Plusieurs secteurs, dont les mairies et la justice, ont déjà réalisé plusieurs mouvements de grèves pour protester contre le budget 2017-2018.
Des promesses du pouvoir pour faire diversion
Lors d’une une séance de travail, organisée le jeudi 28 septembre 2017, avec la Fédération nationale des maires d’Haïti (Fenamh), qui dénonçait la loi de finances 2017-2018, Jovenel Moïse a promis de satisfaire, durant le mois d’octobre 2017, les désidératas des élus communaux. Une tentative de calmer l’ardeur des conseils municipaux protestataires, une cinquantaine qui ont suspendu tous activités et services dans leurs communes, du lundi 25 au mercredi 27 septembre 2017 .
Jovenel Moïse a invité les conseils municipaux à contraindre la population à payer les taxes.
Un véhicule tout terrain 4X4, devant être disponible, au cours du mois d’octobre 2017, a été promis à chaque conseil municipal, pour faciliter les déplacements des élus municipaux. Une motocyclette devrait également être délivrée à chaque cartel de Conseil d’administration de section communale (Casec) pour améliorer les conditions de vie des élus locaux.
Le président a aussi rencontré, le lundi 25 septembre 2017, au Palais national, les membres du Conseil supérieur du pouvoir judiciaire (Cspj), pour essayer d’empêcher une grève, projetée par l’Association professionnelle des magistrats (Apm) contre la loi de finances, après la grève d’avertissement des juges du mercredi 13 au vendredi 22 septembre 2017..
A cette réunion d u 25 septembre 2017, avec le Cspj, Jovenel Moise a encore promis de faire « des réaffectations et des désaffectations », dans le budget 2017-2018, pour répondre aux revendications des juges.

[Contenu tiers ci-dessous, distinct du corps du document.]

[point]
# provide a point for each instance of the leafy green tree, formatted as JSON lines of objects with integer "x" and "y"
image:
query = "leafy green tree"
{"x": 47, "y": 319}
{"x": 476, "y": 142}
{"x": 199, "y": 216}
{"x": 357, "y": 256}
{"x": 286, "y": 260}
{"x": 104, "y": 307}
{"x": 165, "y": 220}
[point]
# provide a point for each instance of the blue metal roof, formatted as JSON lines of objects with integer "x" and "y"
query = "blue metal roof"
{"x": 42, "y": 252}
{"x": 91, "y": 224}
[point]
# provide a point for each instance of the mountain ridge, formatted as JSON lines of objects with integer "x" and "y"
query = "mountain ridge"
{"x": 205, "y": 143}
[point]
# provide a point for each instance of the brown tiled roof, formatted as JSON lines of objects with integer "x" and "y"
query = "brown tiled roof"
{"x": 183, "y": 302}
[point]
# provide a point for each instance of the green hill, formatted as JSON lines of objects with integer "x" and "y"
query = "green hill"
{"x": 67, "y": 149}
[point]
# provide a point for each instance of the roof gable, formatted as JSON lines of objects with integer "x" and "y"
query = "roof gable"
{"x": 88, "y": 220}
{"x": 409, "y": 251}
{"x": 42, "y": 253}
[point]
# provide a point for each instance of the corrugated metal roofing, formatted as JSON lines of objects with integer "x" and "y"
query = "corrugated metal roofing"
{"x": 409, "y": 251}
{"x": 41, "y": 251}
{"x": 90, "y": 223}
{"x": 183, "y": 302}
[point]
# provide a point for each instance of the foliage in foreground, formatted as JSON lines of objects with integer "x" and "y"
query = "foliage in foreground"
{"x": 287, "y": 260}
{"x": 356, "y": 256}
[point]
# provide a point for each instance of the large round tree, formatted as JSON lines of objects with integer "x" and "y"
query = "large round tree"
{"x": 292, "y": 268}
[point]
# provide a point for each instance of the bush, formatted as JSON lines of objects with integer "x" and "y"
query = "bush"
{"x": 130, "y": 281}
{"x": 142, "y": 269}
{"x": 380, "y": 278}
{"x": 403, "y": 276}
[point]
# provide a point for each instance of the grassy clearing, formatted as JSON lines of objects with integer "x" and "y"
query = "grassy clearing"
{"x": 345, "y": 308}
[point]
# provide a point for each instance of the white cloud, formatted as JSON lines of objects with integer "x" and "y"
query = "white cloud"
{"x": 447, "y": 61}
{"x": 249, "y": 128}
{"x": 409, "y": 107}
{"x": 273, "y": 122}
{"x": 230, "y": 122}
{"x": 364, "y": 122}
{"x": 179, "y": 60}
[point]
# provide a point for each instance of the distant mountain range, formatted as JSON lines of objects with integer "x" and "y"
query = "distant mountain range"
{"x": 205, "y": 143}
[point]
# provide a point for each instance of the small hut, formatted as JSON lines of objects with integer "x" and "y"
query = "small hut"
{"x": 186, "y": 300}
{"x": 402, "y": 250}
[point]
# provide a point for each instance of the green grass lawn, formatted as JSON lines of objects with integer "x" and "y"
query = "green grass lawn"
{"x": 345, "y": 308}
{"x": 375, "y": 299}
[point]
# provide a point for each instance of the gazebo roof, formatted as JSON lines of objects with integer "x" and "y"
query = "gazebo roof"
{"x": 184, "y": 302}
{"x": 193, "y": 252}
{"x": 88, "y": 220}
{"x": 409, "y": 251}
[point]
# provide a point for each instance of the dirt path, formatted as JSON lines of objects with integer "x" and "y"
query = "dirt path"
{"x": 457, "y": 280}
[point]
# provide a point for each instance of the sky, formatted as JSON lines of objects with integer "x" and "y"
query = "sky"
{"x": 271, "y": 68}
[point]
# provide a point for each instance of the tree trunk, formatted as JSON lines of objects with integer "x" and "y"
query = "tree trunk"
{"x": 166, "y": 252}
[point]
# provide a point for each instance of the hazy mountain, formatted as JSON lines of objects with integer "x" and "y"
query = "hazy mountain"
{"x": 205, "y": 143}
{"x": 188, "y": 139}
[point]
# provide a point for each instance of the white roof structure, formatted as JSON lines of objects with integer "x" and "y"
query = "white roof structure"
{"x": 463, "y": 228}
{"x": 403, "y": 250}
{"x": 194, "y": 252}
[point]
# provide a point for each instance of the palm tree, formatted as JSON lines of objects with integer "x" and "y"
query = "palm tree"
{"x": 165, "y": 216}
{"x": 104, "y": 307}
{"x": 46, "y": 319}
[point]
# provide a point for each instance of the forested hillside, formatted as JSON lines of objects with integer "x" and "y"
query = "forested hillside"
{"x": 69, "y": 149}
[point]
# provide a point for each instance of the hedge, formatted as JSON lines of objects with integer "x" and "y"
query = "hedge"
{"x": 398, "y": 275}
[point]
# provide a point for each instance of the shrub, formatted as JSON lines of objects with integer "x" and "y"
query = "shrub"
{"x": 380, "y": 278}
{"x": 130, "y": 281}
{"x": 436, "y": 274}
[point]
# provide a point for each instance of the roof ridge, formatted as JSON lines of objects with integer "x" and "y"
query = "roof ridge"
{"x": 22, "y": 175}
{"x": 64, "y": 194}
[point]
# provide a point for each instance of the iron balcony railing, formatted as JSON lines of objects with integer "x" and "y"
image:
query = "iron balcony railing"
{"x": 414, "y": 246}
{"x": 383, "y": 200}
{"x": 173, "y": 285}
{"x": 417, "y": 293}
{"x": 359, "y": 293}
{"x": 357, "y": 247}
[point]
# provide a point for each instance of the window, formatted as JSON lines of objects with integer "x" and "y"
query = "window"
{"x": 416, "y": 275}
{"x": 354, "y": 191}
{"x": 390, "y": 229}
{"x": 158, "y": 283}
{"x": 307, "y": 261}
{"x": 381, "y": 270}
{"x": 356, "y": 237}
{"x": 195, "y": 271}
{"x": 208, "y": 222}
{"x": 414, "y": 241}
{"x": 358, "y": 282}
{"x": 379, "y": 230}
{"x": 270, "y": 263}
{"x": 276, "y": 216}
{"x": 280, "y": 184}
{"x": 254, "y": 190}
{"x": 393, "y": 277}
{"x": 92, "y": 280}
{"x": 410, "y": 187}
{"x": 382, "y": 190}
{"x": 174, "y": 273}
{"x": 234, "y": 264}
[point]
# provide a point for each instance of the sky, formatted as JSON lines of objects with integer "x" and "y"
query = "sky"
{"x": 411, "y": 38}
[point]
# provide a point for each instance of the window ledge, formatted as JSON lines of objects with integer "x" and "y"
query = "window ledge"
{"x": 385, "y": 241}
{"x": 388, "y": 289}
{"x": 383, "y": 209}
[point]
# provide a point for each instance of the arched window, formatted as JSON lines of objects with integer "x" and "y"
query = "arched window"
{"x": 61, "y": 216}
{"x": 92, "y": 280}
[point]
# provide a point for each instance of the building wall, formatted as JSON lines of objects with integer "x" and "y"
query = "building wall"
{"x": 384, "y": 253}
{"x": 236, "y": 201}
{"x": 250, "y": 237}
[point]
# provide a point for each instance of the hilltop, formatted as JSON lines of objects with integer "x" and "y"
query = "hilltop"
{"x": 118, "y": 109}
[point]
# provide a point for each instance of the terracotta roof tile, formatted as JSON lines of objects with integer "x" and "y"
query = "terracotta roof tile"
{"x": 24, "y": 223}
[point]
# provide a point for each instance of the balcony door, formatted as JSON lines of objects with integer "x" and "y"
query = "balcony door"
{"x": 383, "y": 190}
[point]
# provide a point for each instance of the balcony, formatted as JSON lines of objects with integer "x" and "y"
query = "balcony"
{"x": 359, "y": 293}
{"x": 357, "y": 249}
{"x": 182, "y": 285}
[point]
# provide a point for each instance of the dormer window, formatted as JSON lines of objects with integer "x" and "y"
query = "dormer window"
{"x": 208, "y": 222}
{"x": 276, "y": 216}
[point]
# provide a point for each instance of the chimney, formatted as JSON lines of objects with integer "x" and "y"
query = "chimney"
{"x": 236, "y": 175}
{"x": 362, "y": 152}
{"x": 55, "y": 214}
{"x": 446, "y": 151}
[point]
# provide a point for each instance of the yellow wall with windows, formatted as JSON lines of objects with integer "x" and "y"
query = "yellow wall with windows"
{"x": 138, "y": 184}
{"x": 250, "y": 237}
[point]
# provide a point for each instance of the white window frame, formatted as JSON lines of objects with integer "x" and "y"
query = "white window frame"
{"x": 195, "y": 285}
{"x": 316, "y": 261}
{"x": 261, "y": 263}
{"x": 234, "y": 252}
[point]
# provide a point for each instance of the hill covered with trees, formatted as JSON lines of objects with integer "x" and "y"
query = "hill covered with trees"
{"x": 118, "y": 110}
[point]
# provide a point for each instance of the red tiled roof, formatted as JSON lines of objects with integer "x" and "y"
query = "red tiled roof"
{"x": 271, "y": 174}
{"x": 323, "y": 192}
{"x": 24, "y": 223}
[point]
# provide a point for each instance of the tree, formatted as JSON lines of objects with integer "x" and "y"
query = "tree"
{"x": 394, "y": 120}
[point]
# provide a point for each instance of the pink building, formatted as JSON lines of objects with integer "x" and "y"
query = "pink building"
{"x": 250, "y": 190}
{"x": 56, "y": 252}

L’Apm dit prendre acte des négociations entamées entre le Cspj et le pouvoir exécutif relativement aux revendications des magistrats, dans une note datée du 30 septembre 2017.
Un moratoire, allant jusqu’au vendredi 6 octobre 2017, est accordé par l’Apm aux deux entités, engagées dans les négociations, pour la signature d’un protocole d’accord, devant préciser les réponses qui seront apportées aux différentes revendications d’ordre structurel et conjoncturel des magistrats.
Passé ce délai, une grève illimitée sera observée, à partir du lundi 09 octobre 2017, jusqu’à la prise en compte des revendications des juges de la république.
Parmi les demandes des juges, figurent l’octroi de moyens financiers suffisants pour le pouvoir judiciaire, le transfert du contrôle administratif et disciplinaire du personnel de la justice du Ministère de la justice au Cspj et le renouvellement de mandats des juges et de promotion pour certains.
Pour leur part, les greffiers (ainsi que les huissiers, commis et autres mebres du personnel de parquets) ont repris, le lundi 2 octobre 2017, leur mouvement de grève, dans les tribunaux d’Haïti, notamment dans la zone métropolitaine de la capitale, Port-au-Prince. Cet arrêt de travail, qui coïncide avec la réouverture officielle des tribunaux, vise à forcer les autorités judiciaires à apporter une réponse satisfaisante aux revendications des greffiers.
Les greffiers réclament une augmentation salariale significative, compte tenu du coût de la vie, des programmes de formation continue pour les greffiers, des cartes d’assurance et de débit ainsi que de meilleures conditions de travail.
Entre-temps, l’opposition politique annonce la poursuite des mobilisations de rues contre le pouvoir.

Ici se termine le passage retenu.